Washington, Londra e Parigi affermano di aver attaccato per mantenere il divieto internazionale contro l’uso delle armi chimiche, diminuire l’arsenale di Assad e scoraggiarne l’uso contro i civili di Siria. La Carta delle Nazioni unite permette agli Stati membri l’uso della forza, ma esige che sia per autodifesa (non pare proprio che le autorità di Damasco avessero però intenzione di colpire gli Usa, la Gran Bretagna o la Francia) oppure per proteggere popoli che rischiano di essere sterminati dai loro stessi governi.

In ogni caso serve un mandato del Consiglio di Sicurezza dell’Onu, che in questo caso non c’è. Può sembrare banale, ma Washington, Londra e Parigi hanno violato il diritto internazionale.

L’attacco poteva starci, ma soltanto dopo il rapporto degli esperti dell’Opac e la decisione del Consiglio di Sicurezza dell’Onu. Eppure, nella giornata di ieri sono stati in molti a difendere la legittimità dei bombardamenti sulla Siria, ma in ogni singolo caso lo si è fatto per difendere i propri sporchi interessi regionali: per il governo israeliano i raid sono «giustificati», ma non dimentichiamo che lo Stato ebraico occupa le alture (siriane) del Golan dal 1967 (e la risoluzione 242 la consiglio di sicurezza Onu obbligherebbe Israele a ritirarsi); e se i turchi hanno definito l’intervento militare «adeguato« è perché la confusione permette loro di colpire i curdi di cui vogliono scoraggiare, con ogni mezzo, la creazione di uno Stato indipendente.

Un’ulteriore osservazione: il sistema di difesa russo era operativo ma non è intervenuto, segno che erano stati presi accordi. Di morti, sembra non ce ne siano stati: i siriani sapevano bene dove i missili avrebbero colpito.

Il sito di stoccaggio per armi chimiche di Himshur Sar, vicino a Homs, non conteneva armi chimiche anche perché nel 2014 gli stessi americani avevano reso noto che Assad le aveva consegnate tutte. In ogni caso, nella stanza dei bottoni sapevano di non correre rischi: bombardare un deposito di armi di questo tipo vuol dire disperderle nell’ambiente e avvelenare un’intera regione, meglio evitare.
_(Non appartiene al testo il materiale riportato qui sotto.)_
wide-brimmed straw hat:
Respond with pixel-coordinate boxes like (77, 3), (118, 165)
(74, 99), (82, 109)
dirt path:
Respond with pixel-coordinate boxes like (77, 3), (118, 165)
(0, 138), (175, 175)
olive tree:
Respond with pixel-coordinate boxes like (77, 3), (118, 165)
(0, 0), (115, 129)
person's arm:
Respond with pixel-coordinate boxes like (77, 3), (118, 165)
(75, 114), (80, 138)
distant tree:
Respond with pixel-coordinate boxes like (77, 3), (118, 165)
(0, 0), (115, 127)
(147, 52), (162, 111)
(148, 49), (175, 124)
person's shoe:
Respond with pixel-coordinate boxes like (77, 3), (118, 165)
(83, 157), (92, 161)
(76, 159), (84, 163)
Alla luce di quanto sopra, che senso ha bombardare depositi senza armi chimiche, dove i militari sono stati evacuati?
L’impressione è che si sia trattato di un gesto simbolico, per far salvare la faccia al presidente statunitense Donald Trump dopo che aveva annunciato ritorsioni contro gli Assad in seguito all’attacco di Douma.

Una cosa è certa: se le autorità di Damasco hanno dichiarato che i bombardamenti hanno comportato danni limitati e quindi ridimensionato la gravità di quanto accaduto, a Teheran si guarda con grande apprensione a quanto succede nei paesi limitrofi. L’ennesimo attacco di una coalizione guidata dagli americani in un paese del Medio Oriente fa sì che i pasdaran debbano trovare una soluzione a un possibile attacco anche alla loro nazione. In un Medio Oriente distrutto dagli interventi militari occidentali, l’unica soluzione è la deterrenza: con i missili e, perché no, con l’atomica.

Ed è per questo che, se Trump non rinnoverà il waiver all’accordo nucleare con Teheran entro il 12 maggio, è probabile che sia la stessa leadership della Repubblica islamica a fare un passo indietro, mandandolo a monte.